This is a damn good, explosively tense story that focuses on the friendship that develops between two men on opposite sides. And it is plainly wonderful.
Written by Tom O’Connor (not the comedian; don’t be silly), and directed by Dominic Cooke (On Chesil Beach and an associate of the National Theatre), the film is, remarkably, based on true events. It’s set in the early 1960s when the CIA and MI6 had been clandestinely contacted by a member of Russian military intelligence, Oleg Penkovsky — here played superbly by the Georgian actor Merab Ninidze. Alarmed by escalating tensions between the USSR and the West, he had offered secret information about his country’s nuclear capabilities and now someone is needed to smuggle this top-level intel out of Moscow who would not be suspected by the KGB.
Enter Greville Wynne (Benedict Cumberbatch, also superb), an unassuming British salesman who sold engineering products and could travel under the guise of trade. Wynne is just the man for the job, you wouldn’t think, and he doesn’t think so either. Full review here.
I created this thread and another critic mentions it in his Bets of the year list,
Tied for 11th place: Adam McKay’s blistering Netflix parody on climate change Don’t Look Up; Nicholas Cage returns to form in Pig; Vampirism serves as a metaphor for co-dependency and terminal illness in the low-budget shocker My Heart Can’t Beat Until You Tell It To; Motherhood takes on a distinctly different perspective in the haunting Lamb; Benedict Cumberbatch continues to show his versatility in the Cold War thriller The Courier; Ryan Reynolds is an avatar that achieves consciousness in the surprisingly smart Free Guy; Jake Gyllenhaal is a cop on the edge with a secret in The Guilty; The origin of Tony Soprano is on full display in The Many Saints of Newark; Young love and California dreaming are center stage in Licorice Pizza; Daniel Craig is given a memorable swan song in No Time to Die; Existential angst drives the thrilling and moving Spider-Man: No Way Home.

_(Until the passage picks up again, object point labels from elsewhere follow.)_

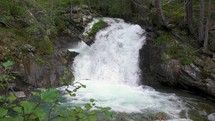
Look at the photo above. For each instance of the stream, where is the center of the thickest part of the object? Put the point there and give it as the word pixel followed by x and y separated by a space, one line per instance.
pixel 110 70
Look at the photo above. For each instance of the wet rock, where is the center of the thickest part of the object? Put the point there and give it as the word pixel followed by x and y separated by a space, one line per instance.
pixel 20 94
pixel 169 73
pixel 211 117
pixel 28 48
pixel 158 67
pixel 44 71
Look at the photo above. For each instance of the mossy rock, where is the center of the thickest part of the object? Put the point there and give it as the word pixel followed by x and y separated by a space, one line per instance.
pixel 44 46
pixel 96 27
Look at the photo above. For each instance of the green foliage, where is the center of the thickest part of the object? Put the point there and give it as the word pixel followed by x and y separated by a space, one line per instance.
pixel 96 27
pixel 166 37
pixel 45 46
pixel 185 55
pixel 40 61
pixel 34 110
pixel 8 64
pixel 6 76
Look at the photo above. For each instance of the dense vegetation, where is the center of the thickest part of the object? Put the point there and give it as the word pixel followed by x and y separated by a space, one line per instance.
pixel 184 25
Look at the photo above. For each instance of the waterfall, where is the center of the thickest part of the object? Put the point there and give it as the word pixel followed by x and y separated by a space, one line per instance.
pixel 109 69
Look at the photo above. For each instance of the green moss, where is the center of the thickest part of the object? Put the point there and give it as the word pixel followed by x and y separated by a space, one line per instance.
pixel 96 27
pixel 185 55
pixel 40 61
pixel 44 46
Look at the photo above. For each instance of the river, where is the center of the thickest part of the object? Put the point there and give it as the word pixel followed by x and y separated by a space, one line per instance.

Available to rent for $5.99 or for “free” on Amazon
By Covid standards, $26 million worldwide is a smash for this Benedict Cumberbatch-led spy drama. Cumberbatch may be as good as any modern actor today at mixing prestige star vehicles (like Netflix’s The Power of the Dog and Amazon’s The Electrical Life of Louis Wain) with franchise-specific work (his MCU Doctor Strange appearances). Directed by Dominic Cook, this true-life drama concerns an unassuming British businessman who gets roped into Cold War espionage. But that’s just the first third or so of this moving and somber look at under-the-radar espionage. It features an unusual number of (plausible) twists and turns and terrific performances both by Cumberbatch and Merab Ninidze as his Russian contact. Beyond just being a very good movie, The Courier highlights how mundane informational transactions and unheralded sacrifices saved the world as often as front-and-center heroics while underlining the sheer absurdity of Cold War theatrics.